Member of Parliament for Ontario West
- In office 1900–1904
- Preceded by: James David Edgar
- Succeeded by: Riding abolished

Ontario MPP
- In office 1883–1890
- Preceded by: Frank Madill
- Succeeded by: James Glendinning
- Constituency: Ontario North

Personal details
- Born: November 13, 1839 Uxbridge, Ontario
- Died: June 6, 1915 (aged 75)
- Party: Liberal
- Spouse: Rebecca Chapman ​(m. 1862)​
- Occupation: Farmer

= Isaac James Gould =

Canadian politician

Isaac James Gould (November 13, 1839 - June 6, 1915) was an Ontario farmer, businessman and political figure. He represented Ontario North in the Legislative Assembly of Ontario from 1883 to 1890 and Ontario West in the House of Commons of Canada from 1900 to 1904 as a Liberal member.

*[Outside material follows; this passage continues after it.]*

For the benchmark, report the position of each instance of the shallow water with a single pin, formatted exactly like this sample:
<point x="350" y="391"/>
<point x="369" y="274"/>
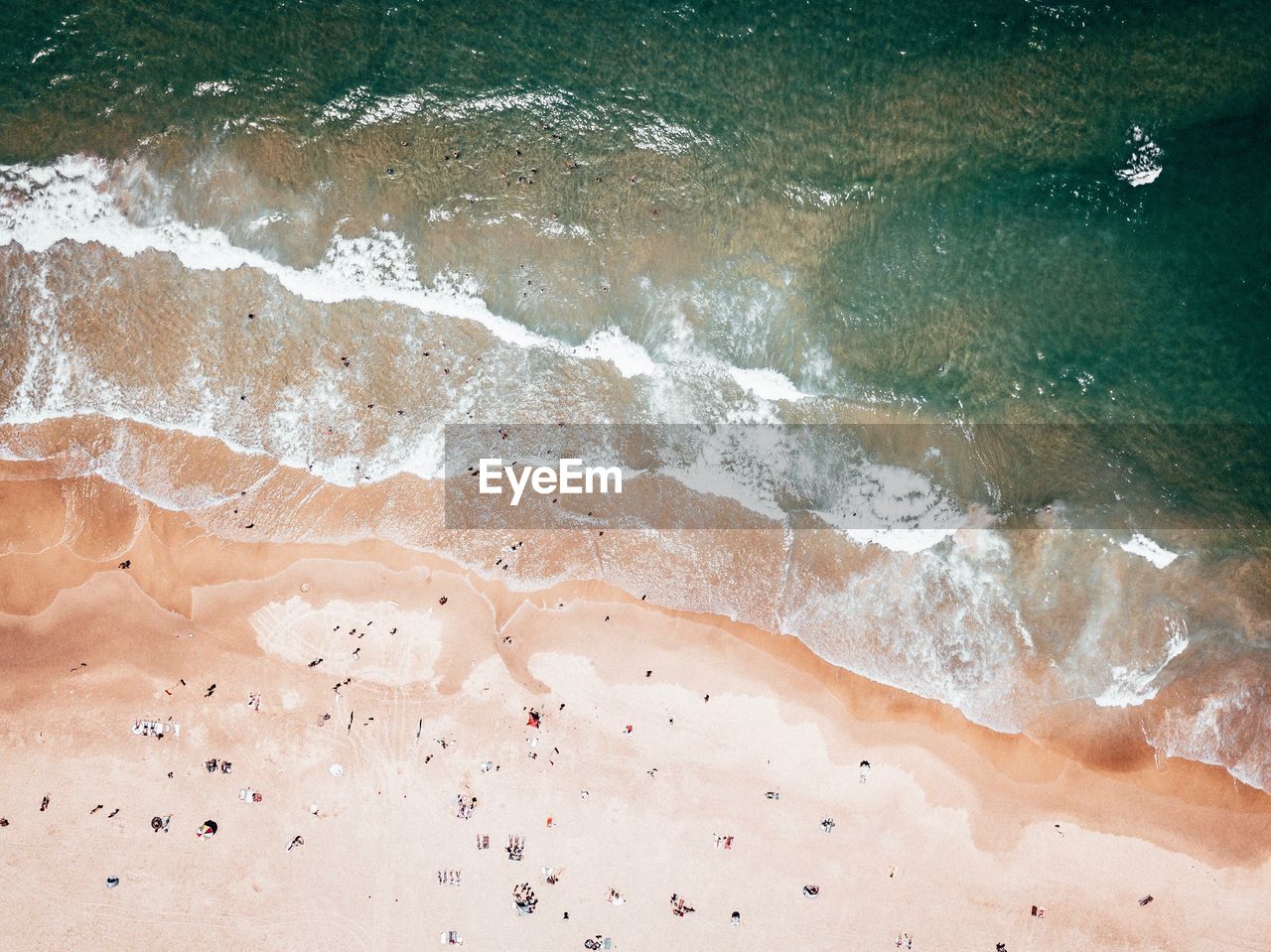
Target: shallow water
<point x="317" y="234"/>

He was born in Uxbridge, Upper Canada in 1839, the son of Joseph Gould who was a member of the assembly for the Province of Canada. In 1862, he married Rebecca Chapman. He owned gristmills and woollen mills and also took part in the lumber trade and banking. He also served as reeve for Uxbridge and was warden for Ontario County in 1883. Gould was elected by acclamation to the House of Commons in 1900 after the death of James David Edgar and reelected in the general election that followed later that year.